Beyond drug experiments, MKUltra’s scientists also focused briefly on hypnosis, a technique that some hoped could help the U.S. government create a “Manchurian Candidate”—a brainwashed assassin who would be programmed to forget who sent him to kill. Although MKUltra never got far enough into these trials to work on active brainwashing, they did begin to develop a method for hypnotizing agents who were already on our side, to increase their motivation and patriotism.

In the mid-1960s, MKUltra invested $9,000 in an outside consultant who promised to help them hypnotize a subject into falling asleep when an agents’ hands were placed on his forehead. According to documents released by the CIA, the method occasionally worked—but its success was too unpredictable for field use. In one trial, two CIA men forced a Russian asset to the floor for some surprise hypnosis, only to discover that the hypnotist had lost his nerve and fled. “You can imagine what we had to do to cover-up,” an anonymous source told Marks. “We explained we had heard a noise, got excited, and tipped him down to protect him.
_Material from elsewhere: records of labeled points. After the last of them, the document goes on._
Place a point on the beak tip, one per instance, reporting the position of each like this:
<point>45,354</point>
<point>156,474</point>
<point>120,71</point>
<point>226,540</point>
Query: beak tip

He was so grubby for money he would have believed any excuse.”

So it’s all true, just as Stranger Things and the science fiction genre describes it—under MKUltra, the government actually conducted unethical experiments on unwitting participants and used illegal substances to try to break spies with science. The only fiction here is that some of it actually worked. Because by the time MKUltra closed its shutters for the last time in the early 1970’s, agency researchers had still not found a consistent way to manipulate subjects and influence their decisions. “All experiments beyond a certain point always failed,” one of Marks’ anonymous sources told him.

“The subject always jerked himself back for some reason.”